Fig. 5. Subscriber-Provided Bound Authenticator Binding Ceremony

An RP MAY allow a subscriber to bind multiple subscriber-provided authenticators at FAL3. If this is the case, and the RP subscriber account has one or more existing bound authenticators, the binding ceremony makes use of the existing ability to reach FAL3. The subscriber SHALL first be prompted to authenticate to the RP with an existing bound authenticator to reach FAL3. Upon successful authentication, the RP SHALL immediately prompt the subscriber to authenticate to the RP using the newly-bound authenticator.

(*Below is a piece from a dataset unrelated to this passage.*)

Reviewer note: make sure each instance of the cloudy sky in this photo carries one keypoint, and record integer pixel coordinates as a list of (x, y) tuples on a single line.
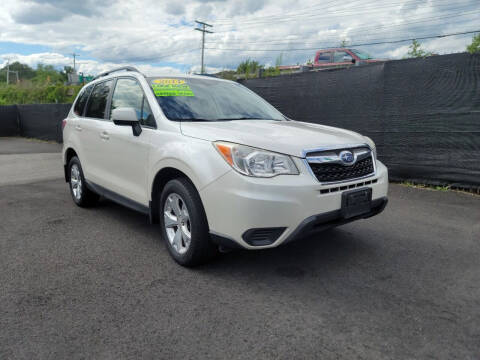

In addition to an RP determining a bound authenticator is no longer viable, a subscriber could choose to stop using a bound authenticator for a variety of reasons, such as the authenticator being lost, compromised, or no longer usable due to technology and platform changes. In such cases, an RP MAY allow a subscriber to remove a subscriber-provided bound authenticator from their RP subscriber account, thereby removing the ability to use that authenticator for FAL3 sessions. When a bound authenticator is removed, the RP SHALL terminate all current FAL3 sessions for the subscriber and SHALL require reauthentication at FAL3 of the subscriber from the IdP. The RP SHALL NOT prompt the subscriber to authenticate with the authenticator being removed, since the subscriber will often not have access to the authenticator in question during the unbinding process, particularly in cases where the authenticator is lost or compromised.

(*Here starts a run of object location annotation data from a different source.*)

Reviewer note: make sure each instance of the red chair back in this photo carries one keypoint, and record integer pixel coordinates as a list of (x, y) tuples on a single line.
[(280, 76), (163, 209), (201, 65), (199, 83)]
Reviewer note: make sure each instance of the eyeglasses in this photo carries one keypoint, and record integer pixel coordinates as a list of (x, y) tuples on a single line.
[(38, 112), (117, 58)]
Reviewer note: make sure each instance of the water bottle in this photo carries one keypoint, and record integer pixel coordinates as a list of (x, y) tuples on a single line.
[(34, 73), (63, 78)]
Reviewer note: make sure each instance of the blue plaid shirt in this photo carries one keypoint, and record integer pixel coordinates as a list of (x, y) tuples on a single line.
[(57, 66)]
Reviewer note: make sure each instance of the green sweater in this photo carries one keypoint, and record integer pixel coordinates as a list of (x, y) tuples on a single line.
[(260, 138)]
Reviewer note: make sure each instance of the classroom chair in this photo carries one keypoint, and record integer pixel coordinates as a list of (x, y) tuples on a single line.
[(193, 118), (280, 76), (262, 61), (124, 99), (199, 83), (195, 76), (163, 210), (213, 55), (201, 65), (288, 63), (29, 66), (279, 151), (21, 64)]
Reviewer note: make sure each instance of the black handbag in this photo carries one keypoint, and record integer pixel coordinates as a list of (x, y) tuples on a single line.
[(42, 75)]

This option is particularly helpful in situations where the subscriber already has access to an appropriate authenticator that the RP wants to allow them to use for FAL3 transactions. For example, a subscriber could have a single-factor cryptographic authenticator which uses name-based phishing resistance as described in Sec. 3.2.5.2 of [SP800-63B]. With such a device, the IdP and RP would see different keys when the authenticator is used in each location, meaning the bound authenticator cannot be easily verified by the IdP. Furthermore, since the RP did not issue the authenticator, the RP does not know the authenticator’s key ahead of time, nor does it know which subscriber account to associate to the key. Instead, the RP can use a binding ceremony as described here to allow the subscriber to use this device as a bound authenticator at FAL3. A more complete example is found in Sec 10.7.

RP Requirements for Processing Holder-of-Key Assertions and Bound Authenticators

When the RP receives an assertion associated with a bound authenticator, the subscriber proves possession of the bound authenticator directly to the RP. The primary authentication at the IdP and the federated authentication at the RP are processed separately. While the subscriber could use the same authenticator during the primary authentication at the IdP and as the bound authenticator at the RP, there is no assumption that these will be the same.

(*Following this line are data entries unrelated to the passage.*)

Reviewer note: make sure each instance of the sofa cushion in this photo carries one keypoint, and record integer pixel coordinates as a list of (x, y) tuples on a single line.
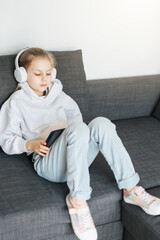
[(156, 112), (141, 225), (141, 137), (70, 71), (34, 208)]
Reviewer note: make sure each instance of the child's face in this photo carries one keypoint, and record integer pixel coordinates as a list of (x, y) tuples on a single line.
[(39, 74)]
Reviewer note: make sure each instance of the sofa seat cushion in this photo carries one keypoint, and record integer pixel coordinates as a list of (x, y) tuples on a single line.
[(33, 208), (139, 224), (141, 137)]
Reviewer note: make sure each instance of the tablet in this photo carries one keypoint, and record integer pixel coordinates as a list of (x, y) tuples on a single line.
[(53, 136)]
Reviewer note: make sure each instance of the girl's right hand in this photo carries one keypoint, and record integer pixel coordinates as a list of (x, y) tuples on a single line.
[(37, 146)]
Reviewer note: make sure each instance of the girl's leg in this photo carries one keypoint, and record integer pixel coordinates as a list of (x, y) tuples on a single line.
[(103, 136), (67, 161)]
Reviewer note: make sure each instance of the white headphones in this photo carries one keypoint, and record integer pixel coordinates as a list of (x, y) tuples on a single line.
[(20, 73)]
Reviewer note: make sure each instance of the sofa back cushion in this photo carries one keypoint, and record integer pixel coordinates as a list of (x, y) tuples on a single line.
[(156, 111), (70, 71)]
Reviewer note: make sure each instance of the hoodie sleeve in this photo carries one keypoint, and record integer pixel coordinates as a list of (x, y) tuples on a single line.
[(11, 139), (72, 111)]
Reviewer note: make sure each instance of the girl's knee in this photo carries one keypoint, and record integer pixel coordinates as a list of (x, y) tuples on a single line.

The following requirements apply to all assertions associated with a bound authenticator:

1. The subscriber SHALL prove possession of the bound authenticator to the RP, in addition to presentation of the assertion itself.
2. For a holder-of-key assertion, a reference to a given authenticator found within an assertion SHALL be trusted at the same level as all other information within the assertion, as stipulated in the trust agreement.
3. The RP SHALL process and validate the assertion in addition to the bound authenticator.
4. Failure to authenticate with the bound authenticator SHALL result in an error at the RP.